Slightly more on the planning turn (the agent does more reading and writes the plan), slightly fewer on the execution turn (the agent doesn't re-derive the plan as it goes). Net per session: about the same, sometimes 5-10% more. For a UK indie hacker on Claude Pro, this is comfortably inside the quota. The value is in the disasters you don't have to recover from, not the tokens you save.
Can I save a plan and execute it tomorrow?
Not natively, but you can copy the plan into a markdown file in your repo (call it `plans/2026-05-13-stripe-checkout.md`) and paste it back into Claude Code the next day. The agent reads the plan and executes it the same way as if you'd just generated it. This is also a great pattern for "I planned it Friday evening, I'll execute it Saturday morning when fresh".
What if the plan reveals I don't actually understand the change?

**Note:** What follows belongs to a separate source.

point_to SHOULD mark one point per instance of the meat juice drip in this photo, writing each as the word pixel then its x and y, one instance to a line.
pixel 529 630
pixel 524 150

This is the best possible plan-mode outcome. You hit Esc, close Claude Code, read the Stripe or Supabase docs for 15 minutes, come back, write a clearer prompt. Plan mode that surfaces "I don't know enough to do this yet" has paid for itself five times over by stopping you from one-shotting something you didn't understand.
Does plan mode work in Cursor or OpenCode?
Cursor has an "ask before edit" mode but it's gated per-edit, not plan-then-execute. OpenCode has a `plan` slash command that's closer but less mature in 2026. Plan mode is one of the two or three features that makes Claude Code feel structurally safer than the alternatives for production-shaped weekend work.